On Wednesday, Hughes was preparing ways to deliver flower orders already made for Valentine’s Day. Hughes was having tire chains put on the wheels of one delivery vehicle, and he hoped to have five out on the road Friday if weather and road conditions permit.
“If we can get there, we’re going to deliver it,” he told The High Point Enterprise.
One complication for Hughes and other florists is that many orders were made for deliveries to workplaces. But it’s not certain if the weather will allow someone’s spouse or girlfriend to make it to the office Friday.
“That’s going to be a problem — the people that are supposed to be at work may not be at work. We might need an alternative address,” Hughes said.
The snowstorm caused the postponement of a show scheduled for Friday night at the High Point Theatre.
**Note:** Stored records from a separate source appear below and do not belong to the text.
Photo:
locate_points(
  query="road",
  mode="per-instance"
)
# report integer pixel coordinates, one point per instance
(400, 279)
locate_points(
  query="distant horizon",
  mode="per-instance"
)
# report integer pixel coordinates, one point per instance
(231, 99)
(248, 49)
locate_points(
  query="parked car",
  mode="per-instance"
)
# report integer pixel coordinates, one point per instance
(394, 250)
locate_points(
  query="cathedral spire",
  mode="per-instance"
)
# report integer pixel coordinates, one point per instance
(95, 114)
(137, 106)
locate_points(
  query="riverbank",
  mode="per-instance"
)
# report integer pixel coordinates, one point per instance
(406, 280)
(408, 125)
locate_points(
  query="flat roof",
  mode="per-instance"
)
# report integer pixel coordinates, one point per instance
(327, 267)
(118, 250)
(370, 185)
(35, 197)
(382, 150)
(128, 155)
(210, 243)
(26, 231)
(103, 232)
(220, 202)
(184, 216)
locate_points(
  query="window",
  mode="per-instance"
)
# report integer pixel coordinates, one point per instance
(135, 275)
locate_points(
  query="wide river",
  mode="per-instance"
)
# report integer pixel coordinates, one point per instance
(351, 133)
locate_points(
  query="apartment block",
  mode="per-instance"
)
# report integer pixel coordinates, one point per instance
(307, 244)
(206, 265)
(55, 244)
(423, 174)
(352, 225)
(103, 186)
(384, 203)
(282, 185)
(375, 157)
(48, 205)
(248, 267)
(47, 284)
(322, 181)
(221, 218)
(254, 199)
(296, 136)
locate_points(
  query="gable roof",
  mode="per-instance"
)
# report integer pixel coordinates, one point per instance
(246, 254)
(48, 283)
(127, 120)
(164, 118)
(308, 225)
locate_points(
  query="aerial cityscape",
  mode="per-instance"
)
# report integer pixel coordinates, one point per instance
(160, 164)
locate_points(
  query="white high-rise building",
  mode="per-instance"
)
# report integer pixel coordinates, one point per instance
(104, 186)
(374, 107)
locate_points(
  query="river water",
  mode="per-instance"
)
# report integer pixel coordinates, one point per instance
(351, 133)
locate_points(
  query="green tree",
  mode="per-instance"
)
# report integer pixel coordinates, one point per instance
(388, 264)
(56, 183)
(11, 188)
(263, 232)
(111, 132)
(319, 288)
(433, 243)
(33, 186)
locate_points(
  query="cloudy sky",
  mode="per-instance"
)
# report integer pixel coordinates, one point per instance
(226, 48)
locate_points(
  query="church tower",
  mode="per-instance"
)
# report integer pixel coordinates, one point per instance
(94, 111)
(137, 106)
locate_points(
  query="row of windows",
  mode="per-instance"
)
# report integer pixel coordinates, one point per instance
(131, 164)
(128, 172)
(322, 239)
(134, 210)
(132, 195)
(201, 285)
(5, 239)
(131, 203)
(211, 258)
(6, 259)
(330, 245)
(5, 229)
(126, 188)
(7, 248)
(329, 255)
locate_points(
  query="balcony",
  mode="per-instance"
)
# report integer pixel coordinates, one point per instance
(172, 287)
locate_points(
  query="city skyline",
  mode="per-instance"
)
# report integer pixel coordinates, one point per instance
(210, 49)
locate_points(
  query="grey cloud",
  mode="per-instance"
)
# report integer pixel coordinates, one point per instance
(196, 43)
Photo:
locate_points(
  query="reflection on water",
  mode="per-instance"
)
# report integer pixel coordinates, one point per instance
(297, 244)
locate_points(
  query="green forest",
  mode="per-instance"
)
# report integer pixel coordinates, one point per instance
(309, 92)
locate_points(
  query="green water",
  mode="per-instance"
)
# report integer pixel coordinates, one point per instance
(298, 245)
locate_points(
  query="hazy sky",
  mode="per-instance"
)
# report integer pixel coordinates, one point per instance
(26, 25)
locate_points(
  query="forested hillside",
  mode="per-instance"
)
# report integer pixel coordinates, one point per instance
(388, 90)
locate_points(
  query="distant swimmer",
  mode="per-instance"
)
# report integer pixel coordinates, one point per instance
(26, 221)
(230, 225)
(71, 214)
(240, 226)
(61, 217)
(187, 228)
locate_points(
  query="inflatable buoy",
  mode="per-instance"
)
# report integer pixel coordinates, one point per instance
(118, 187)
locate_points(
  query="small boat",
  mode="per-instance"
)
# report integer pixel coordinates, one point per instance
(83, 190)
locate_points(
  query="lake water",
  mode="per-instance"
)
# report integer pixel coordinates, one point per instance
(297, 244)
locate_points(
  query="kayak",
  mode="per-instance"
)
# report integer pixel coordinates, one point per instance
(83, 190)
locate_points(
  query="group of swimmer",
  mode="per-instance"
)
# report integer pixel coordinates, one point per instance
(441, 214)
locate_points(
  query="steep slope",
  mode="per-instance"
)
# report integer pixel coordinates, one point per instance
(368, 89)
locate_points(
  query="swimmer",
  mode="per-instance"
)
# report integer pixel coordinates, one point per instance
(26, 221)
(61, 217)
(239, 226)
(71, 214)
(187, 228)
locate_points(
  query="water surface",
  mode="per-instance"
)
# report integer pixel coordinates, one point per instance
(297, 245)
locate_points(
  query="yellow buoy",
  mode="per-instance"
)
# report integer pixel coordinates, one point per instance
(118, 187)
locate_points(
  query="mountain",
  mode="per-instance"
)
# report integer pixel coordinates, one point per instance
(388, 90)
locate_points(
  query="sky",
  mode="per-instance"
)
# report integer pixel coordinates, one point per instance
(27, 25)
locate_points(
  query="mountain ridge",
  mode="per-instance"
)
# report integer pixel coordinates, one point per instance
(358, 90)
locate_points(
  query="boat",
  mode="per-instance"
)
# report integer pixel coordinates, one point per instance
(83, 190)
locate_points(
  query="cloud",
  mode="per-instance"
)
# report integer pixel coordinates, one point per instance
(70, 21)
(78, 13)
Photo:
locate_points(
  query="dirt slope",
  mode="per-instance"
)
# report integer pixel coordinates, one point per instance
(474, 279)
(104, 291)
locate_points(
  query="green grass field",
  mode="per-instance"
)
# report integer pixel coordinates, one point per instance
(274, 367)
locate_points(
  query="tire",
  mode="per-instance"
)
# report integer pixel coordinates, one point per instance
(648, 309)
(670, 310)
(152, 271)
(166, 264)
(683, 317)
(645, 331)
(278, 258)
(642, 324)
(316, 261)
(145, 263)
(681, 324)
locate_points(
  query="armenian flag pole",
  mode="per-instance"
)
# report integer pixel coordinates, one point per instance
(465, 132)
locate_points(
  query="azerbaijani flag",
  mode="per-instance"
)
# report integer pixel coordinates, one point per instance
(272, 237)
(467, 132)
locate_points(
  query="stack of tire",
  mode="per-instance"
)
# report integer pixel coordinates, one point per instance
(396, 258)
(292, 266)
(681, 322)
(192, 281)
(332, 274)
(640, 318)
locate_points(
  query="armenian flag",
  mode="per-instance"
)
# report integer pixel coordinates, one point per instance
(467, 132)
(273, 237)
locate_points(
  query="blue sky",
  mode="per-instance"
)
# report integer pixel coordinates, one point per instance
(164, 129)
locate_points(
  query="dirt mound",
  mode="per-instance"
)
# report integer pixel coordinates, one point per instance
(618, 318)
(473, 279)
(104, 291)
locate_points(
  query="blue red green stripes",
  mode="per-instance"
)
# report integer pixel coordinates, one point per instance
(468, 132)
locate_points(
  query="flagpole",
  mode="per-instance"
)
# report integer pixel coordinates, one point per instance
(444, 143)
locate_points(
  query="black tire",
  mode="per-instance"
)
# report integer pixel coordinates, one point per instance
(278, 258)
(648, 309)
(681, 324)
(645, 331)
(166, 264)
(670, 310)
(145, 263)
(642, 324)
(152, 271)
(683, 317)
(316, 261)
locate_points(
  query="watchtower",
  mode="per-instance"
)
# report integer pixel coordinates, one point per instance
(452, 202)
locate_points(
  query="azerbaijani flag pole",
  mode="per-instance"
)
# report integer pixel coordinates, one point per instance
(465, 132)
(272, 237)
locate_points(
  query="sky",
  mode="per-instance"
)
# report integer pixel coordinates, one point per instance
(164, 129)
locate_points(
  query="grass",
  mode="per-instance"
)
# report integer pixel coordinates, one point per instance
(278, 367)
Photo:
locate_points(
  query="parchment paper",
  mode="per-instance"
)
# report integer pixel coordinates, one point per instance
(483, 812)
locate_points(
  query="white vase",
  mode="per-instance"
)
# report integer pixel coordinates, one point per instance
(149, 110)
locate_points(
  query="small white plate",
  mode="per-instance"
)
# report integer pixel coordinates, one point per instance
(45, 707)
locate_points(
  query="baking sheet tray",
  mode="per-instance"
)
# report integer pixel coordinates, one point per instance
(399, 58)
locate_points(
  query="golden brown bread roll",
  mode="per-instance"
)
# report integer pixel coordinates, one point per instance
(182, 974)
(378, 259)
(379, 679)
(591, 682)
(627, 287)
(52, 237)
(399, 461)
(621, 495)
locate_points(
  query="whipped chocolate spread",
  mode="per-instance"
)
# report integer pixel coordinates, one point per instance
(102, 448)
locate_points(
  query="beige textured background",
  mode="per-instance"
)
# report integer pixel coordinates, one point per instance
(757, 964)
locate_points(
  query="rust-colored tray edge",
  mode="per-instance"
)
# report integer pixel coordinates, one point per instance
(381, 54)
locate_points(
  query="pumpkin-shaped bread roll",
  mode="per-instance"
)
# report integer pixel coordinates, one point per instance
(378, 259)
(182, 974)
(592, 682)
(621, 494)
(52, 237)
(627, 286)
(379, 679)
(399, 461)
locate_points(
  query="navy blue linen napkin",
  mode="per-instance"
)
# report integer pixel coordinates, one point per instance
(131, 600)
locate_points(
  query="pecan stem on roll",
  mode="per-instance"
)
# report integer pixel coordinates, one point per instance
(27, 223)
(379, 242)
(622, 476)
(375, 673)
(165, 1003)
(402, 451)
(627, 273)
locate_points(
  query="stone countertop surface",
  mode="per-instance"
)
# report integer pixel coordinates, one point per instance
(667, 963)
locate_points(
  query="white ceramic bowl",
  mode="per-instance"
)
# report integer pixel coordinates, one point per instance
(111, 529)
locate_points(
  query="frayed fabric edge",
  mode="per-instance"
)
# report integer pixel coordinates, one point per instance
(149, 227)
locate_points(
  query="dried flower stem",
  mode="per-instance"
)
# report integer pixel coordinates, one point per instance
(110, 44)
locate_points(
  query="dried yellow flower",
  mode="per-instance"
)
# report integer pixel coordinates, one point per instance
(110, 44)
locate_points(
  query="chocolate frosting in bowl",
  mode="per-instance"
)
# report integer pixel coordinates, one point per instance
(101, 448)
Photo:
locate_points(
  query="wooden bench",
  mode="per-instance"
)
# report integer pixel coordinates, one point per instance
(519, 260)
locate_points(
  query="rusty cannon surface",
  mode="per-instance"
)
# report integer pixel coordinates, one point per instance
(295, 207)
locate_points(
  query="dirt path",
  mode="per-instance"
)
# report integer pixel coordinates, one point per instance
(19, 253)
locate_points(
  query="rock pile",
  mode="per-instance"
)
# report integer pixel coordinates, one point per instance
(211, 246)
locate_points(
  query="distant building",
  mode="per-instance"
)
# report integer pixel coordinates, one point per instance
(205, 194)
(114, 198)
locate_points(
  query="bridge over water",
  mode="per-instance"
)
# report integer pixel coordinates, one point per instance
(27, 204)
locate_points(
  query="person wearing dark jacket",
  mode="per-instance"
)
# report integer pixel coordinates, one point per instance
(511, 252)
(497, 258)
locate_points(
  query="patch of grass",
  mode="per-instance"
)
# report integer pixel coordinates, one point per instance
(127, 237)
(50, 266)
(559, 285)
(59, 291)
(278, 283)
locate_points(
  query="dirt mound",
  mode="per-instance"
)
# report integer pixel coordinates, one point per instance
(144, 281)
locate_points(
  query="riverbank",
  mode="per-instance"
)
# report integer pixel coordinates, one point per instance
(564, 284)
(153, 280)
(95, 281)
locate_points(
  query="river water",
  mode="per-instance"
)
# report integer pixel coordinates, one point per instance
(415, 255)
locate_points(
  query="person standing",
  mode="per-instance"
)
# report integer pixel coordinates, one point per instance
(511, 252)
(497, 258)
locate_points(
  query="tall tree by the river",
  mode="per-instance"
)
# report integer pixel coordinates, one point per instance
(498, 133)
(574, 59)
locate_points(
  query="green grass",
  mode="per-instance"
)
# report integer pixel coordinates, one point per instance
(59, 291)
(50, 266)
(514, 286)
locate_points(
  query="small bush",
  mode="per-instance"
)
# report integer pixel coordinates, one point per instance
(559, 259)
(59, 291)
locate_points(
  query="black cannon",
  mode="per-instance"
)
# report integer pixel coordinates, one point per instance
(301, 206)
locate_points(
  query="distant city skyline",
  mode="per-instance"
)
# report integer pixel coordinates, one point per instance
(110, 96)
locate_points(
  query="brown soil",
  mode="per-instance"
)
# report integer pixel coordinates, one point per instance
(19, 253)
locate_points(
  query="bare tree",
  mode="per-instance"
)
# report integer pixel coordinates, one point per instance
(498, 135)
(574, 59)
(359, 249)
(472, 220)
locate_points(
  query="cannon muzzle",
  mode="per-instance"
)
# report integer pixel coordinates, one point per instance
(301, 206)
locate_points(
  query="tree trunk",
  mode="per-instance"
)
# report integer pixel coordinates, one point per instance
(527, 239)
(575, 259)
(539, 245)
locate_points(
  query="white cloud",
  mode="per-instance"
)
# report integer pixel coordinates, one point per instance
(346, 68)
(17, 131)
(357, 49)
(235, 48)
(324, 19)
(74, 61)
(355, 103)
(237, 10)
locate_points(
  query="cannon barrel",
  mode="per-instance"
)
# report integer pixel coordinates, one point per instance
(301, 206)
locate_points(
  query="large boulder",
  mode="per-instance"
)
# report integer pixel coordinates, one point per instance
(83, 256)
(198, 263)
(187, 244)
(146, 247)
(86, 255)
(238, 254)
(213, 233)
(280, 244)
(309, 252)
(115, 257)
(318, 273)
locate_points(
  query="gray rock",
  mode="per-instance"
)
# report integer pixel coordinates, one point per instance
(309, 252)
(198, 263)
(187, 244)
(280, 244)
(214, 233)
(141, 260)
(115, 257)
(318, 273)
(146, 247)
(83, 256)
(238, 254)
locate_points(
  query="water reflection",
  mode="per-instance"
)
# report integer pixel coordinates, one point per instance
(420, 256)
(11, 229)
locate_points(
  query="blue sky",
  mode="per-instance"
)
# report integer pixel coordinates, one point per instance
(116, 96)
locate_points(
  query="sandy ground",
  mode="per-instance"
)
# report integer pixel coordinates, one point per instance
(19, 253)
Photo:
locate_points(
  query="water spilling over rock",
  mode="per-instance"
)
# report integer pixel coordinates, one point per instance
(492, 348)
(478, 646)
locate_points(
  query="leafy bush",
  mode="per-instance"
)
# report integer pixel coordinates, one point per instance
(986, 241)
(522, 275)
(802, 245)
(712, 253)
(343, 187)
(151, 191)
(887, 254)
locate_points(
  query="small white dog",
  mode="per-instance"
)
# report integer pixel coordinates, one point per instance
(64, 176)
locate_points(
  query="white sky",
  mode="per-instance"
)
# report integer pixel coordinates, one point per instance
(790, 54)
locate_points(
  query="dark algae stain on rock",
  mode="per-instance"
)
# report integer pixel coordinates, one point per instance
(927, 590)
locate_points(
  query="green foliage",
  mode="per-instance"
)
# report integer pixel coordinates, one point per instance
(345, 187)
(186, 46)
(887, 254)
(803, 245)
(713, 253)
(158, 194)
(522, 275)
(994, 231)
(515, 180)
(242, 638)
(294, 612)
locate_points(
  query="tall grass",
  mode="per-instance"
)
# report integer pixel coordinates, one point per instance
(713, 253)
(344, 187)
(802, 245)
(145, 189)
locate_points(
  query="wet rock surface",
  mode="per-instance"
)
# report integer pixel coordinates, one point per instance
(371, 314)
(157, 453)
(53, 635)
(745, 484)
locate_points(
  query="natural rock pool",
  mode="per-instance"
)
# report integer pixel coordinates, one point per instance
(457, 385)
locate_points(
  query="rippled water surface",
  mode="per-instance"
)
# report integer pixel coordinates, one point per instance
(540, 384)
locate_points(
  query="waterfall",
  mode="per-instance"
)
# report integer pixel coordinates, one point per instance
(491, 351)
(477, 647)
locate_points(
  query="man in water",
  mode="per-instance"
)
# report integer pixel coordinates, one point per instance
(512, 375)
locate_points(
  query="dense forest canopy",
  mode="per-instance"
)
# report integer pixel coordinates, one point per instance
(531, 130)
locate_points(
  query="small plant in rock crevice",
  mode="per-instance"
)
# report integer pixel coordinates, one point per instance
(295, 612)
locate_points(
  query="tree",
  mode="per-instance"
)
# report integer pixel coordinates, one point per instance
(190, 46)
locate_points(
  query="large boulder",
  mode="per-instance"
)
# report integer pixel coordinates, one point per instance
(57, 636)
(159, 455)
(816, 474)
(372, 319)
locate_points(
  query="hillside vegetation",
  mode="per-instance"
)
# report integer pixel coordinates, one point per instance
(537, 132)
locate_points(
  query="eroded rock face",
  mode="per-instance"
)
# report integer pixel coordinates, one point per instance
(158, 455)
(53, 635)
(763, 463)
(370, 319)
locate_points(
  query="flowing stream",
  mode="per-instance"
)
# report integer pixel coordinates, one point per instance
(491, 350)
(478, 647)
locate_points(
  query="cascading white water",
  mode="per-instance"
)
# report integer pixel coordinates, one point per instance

“The Hit Men,” a group featuring original members of Frankie Valli and the Four Seasons, will be rescheduled for a later date, said Theatre Director David Briggs. Another performance at 8 p.m. Saturday, the modern jazz group Jon Batiste and the Stay Human Band, is still scheduled.
Briggs was expecting at least 550 people on Friday night and is expecting at least 200 on Saturday night. On Wednesday morning, Briggs fielded his first call from a ticket-holder asking about the theater’s cancellation policy because of inclement weather.
Whenever Briggs schedules a show in the heart of the winter months, he thinks about the possibility of a disruption because of weather.
“As long as the streets are plowed and our sidewalks and parking lots are cleared, the show must go on,” Briggs said.